Первокурсник с веснушчатым носом удивленно слушал их. Медве, с белым тюрбаном из марли на голове, на четвереньках прополз в конец кровати и бросил Лацковичу «Робура-завоевателя». Затем снова лег и, жуя хлеб с жиром, тоже начал читать. Здешняя четвертая диета совпадала с обычным повседневным питанием в училище, только вдобавок из маленькой кухни лазарета часто приносили еще компот, печеные яблоки, чай и галеты.
4
Когда Медве вернулся в роту, настала пора черных предрассветных прогулок. Он еще ходил на перевязки и был на неделю освобожден от строевой подготовки. Вместо зарядки он со скорбной кучкой больных медленно обходил по аллее главное здание. Потом срок освобождения — последний остаток его былых привилегий — истек. Впрочем, освобождение это принесло ему больше вреда, чем пользы.

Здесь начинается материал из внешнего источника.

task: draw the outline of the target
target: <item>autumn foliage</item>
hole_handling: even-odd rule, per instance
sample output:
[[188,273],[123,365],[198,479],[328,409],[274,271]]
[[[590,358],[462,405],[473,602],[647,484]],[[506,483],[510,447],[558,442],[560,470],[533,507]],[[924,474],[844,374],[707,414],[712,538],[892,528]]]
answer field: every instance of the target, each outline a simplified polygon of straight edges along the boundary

Курсанты смотрели на освобожденных с завистью и презрением. Однако Медве не слишком опечалился, когда пришло время покинуть лазарет. Он был полон ожидания и чуть ли не обрадовался, вновь увидев своды огромной столовой. В предобеденной толчее он подбежал к Каппетеру.
— Эй…
Он хотел сказать ему что-то такое, что наверняка должно было его заинтересовать, но тот, недвусмысленно мотнув головой, отвернулся. Калудерски с удивлением взглянул на Медве.

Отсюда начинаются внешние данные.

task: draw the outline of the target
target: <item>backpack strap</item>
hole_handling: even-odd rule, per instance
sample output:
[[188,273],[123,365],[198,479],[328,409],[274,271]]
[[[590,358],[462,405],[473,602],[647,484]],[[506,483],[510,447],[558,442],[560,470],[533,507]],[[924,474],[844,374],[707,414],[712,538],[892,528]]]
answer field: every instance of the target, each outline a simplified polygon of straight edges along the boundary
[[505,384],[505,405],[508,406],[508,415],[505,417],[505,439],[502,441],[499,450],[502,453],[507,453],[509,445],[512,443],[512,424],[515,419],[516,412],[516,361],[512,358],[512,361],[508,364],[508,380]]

— Ну? Чего разошелся? — спросил он вместо Каппетера и, не дожидаясь ответа, скривил лицо в глумливой гримасе, глядя на красующийся на лицо Медве пластырь. — Кто это тебе насрал на морду?
Многие рассмеялись, и Каппетер тоже повернулся к Медве и засмеялся вместе со всеми. Он повторил слова Калудерски, а затем, оставив Медве, сел на свое место.

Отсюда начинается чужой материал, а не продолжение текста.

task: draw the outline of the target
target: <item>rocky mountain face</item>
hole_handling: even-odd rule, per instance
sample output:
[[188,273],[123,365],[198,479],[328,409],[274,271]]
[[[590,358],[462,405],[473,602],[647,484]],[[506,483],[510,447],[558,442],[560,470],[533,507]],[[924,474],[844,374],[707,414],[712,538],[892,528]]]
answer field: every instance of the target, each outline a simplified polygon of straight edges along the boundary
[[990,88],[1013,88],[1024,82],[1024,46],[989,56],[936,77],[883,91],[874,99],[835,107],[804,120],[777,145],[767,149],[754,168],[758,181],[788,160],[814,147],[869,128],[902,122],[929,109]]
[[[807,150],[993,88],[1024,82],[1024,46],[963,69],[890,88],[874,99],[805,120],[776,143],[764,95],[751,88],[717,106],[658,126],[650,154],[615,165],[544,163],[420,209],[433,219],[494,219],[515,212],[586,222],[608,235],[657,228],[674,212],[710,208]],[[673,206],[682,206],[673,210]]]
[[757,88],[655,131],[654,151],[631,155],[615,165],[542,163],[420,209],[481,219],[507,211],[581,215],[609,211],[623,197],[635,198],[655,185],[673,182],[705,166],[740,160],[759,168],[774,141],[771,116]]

В тот же день, точно в назидательных сказках с картинками для детей, Геребен нечаянно выколол Калудерски глаз. Острием циркуля Геребен пытался открыть заклинившуюся дверцу заднего шкафа, к Калудерски спиной, а тот, резко повернувшись налетел на раскрытый циркуль. Он повредил глаз и был доставлен в городскую больницу, но так и не извлек из этого тяжкого урока главного вывода, что смеяться над чужой бедой опасно, ибо, три недели спустя, перед самыми рождественскими каникулами он вернулся, прямо-таки кичась своей черной повязкой.
Шульце смотрел на кучку освобожденных от строевой подготовки по состоянию здоровья с патологической, бессильной, скрежещущей зубами ненавистью. Это освобождение в общем не имело никакого смысла. Освобожденные действительно не принимали участия в зарядке и строевых упражнениях, но когда унтер-офицер несметное число раз на дню заставлял всю роту в наказание делать зарядку и ложиться, ему, естественно, и в голову не приходило освобождать их от этого. Вечером и утром, однако, Шульце истязал Медве за его освобождение особо. Повсюду была сплошная грязь. Чистить башмаки полагалось в умывалке. «Вам не трудно поднять щетку, молодой господин? — спрашивал Шульце. — Вы не устали? Или вы освобождены и от этого? От умывания вы, надеюсь, не освобождены? Покажите шею!» — вдруг начинал он орать.
— Цаца этакая! — в ярости шипел он сквозь зубы и приказывал Медве умываться заново. — Вот так-то! Ишь, цаца! — В такие моменты он терял свое редкое самообладание.